14. Severability Each of the clauses of these Agreement is severable from the others of such clauses and if at any time any provision in this Agreement is or becomes illegal, invalid or unenforceable in any respect the remaining provisions in this Agreement shall in no way be affected or impaired.
15. No Waiver A party’s failure or delay in enforcing any provision of this Agreement will not operate as a waiver of the right to enforce that provision or any other provision of this Agreement at any time. A waiver of any provision of this Agreement must be in writing, specify the provision to be waived and be signed by the party agreeing to the waiver.
16. Force Majeure
- The Company shall not be liable for delays or failures to perform any of its obligations under this Agreement to the extent caused by a Force Majeure Event.
- The Company’s failures or delays in its performance are excused to the extent they result from: (a) The Customer’s acts or omissions, or those of its employees, agents, users, affiliates or contractors; (b) The Customer’s failure or delay in the performance of a specific task, obligation or responsibility under this Agreement or a schedule, which task, obligation, or responsibility is a condition or requirement for a Company task, obligation, or responsibility; (c) reliance on instructions, authorisations, approvals or other information from the Customer; or (d) acts or omissions of third parties (unless directed by the Company).
17. Assignment The Customer may not sublicense, assign or transfer its rights under this Agreement without the Company’s prior written consent.

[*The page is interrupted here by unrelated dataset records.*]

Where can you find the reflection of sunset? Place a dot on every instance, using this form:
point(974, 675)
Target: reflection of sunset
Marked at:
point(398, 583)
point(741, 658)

Any attempt by the Customer to sublicense, assign or transfer any of its rights, duties or obligations under this Agreement, whether directly, or indirectly by merger, acquisition or change of control, will be null and void.
18. Governing Law This Agreement shall be governed by and construed in accordance with the laws of Malaysia. Any disputes shall be resolved through arbitration or competent courts in Malaysia.
19. Changes to this Agreement We may update this Agreement from time to time without prior notice. Continued use of the Software after changes take effect constitutes acceptance of the updated terms.
20. Contact Information For any questions or concerns regarding this Agreement, contact us at: Continuum Code Sdn Bhd 4800-3A-01, CBD Perdana, 63000 Cyberjaya, Selangor Email: info@continuum.my Phone: +60383228282
By using InvoisX, you acknowledge that you have read, understood, and agreed to this End User License Agreement.